We tried using the "alert me when a neighbor goes down" but I'm getting  lots of noise and false positives on nodes that arent a direct neighbor. (one site goes down and 8 other sites all report their neighbor (via vpn tunnel) dropped resulting in 9 alerts)

Is there a way to alert on the next hop/interface gateway down so that only the next hop is monitored for status?

  • Is alerting on syslogs or traps an option for you?

  • Dont get me started on dependencies and groups. Mine only work half the time. I have dynamic dependencies set on all of my sites, yet more than half the time when a parent goes down, I still get a page for every device behind it.

    And all of our sites have redundant connections with auto failover. So I dont see a site go down when a connection drops that would generate an alert. Either my users complain that the network is slow (it failed from cable to T1) or the cable goes out and they go down hard (because the T1 failed a week prior and nobody noticed)
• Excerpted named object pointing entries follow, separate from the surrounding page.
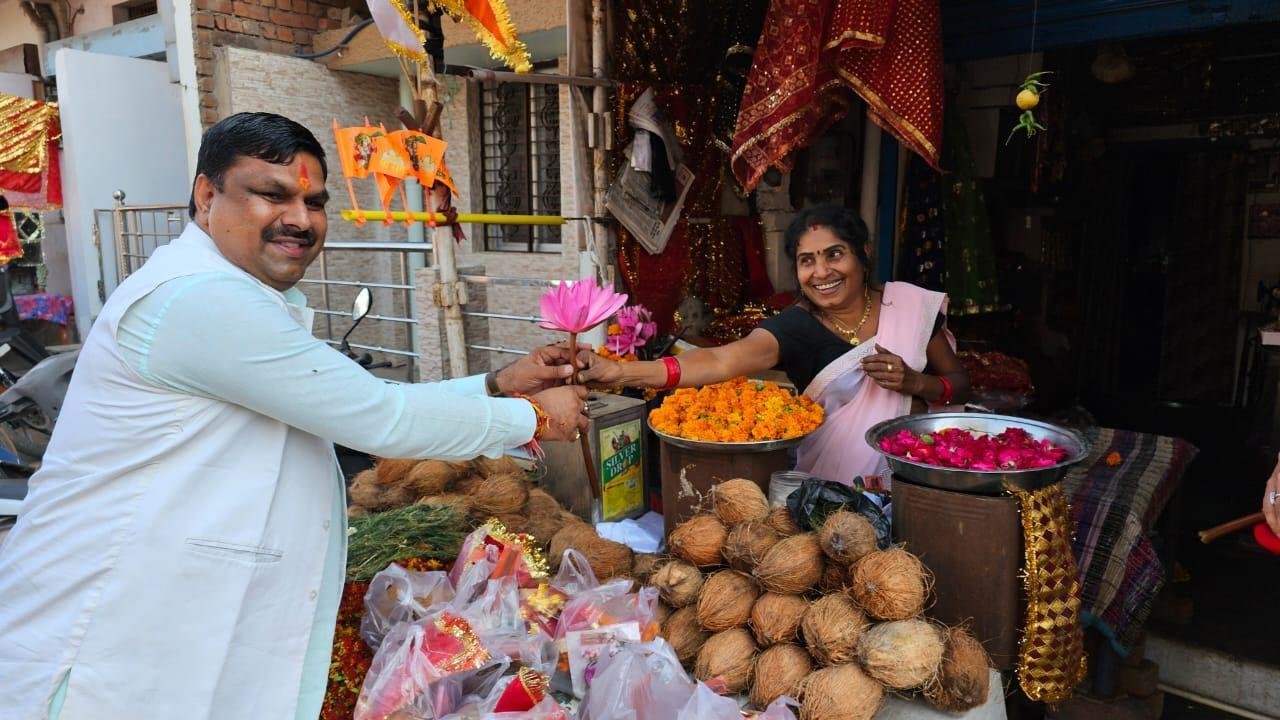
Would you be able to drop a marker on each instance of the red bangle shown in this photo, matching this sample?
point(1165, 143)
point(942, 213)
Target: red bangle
point(947, 391)
point(672, 372)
  • This issue you are seeing probably has to do with the polling intervals.  The most common situation i see with intermittent dependency issues happens like this:

    Your poller is rolling through the giant list of devices it needs to hit.  At some point it stops getting pings back from something that should be a dependency child device, but because of the polling cycle it hasn't polled the parent yet, so it doesn't know that the parent is also down.  Child device gets has to go 120 seconds without answering before it gets marked down (assuming you didnt change the default value).  During that time the parent goes into warning as well since we aren't getting pings there either.   Child device eventually gets status marked as down, triggers the email alert.  Somewhere in the next 120 seconds your parent gateway gets marked as down also.  Now that Solarwinds has figured out a parent is down it changes the status of every child object to "Unreachable" and begins suppressing the alerts that would fire from that point forward.
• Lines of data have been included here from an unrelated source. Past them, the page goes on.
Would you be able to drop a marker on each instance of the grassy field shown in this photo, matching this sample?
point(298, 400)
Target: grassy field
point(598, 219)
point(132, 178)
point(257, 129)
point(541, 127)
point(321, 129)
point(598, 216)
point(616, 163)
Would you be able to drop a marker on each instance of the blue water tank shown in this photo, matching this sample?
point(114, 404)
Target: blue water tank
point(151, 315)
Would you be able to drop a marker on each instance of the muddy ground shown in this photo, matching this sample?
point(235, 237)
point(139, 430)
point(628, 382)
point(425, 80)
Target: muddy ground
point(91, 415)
    So there are a couple things that can help with this situation.  First of all I try to make sure my parent devices are getting their up/down status polled more frequently than child objects, this way there is just a smaller window of time where solarwinds would see children going down before it knows the parent is down.  So if 120 seconds is the standard across your environment set your parents to 60 seconds.  You can over ride the global polling intervals on the edit node screen.  The second step to help is to slow down the speed at which the node down alert fires.  This one is a bit more controversial because it depends on how your organization weighs the benefits of faster notifications versus more spam messages.  Setting the Node down alert frequency to every 2-3 minutes instead of once every 60 seconds and combining that with a higher frequency of polling on the parent nodes will give enough time where  the parents would always be able to get their status updated and the suppression to kick in before the children trigger their node down alerts.

  • Tried that already. Polling LAN devices every 5 minutes. Routers every 60 seconds. Still manages to do it.

    I think it has something to do with dynamic groups vs manually assigning devices. I see more sites that have members added via a dynamic query "if node IP address begins with..." rules than when I just manually add devices in the site to the group by hand.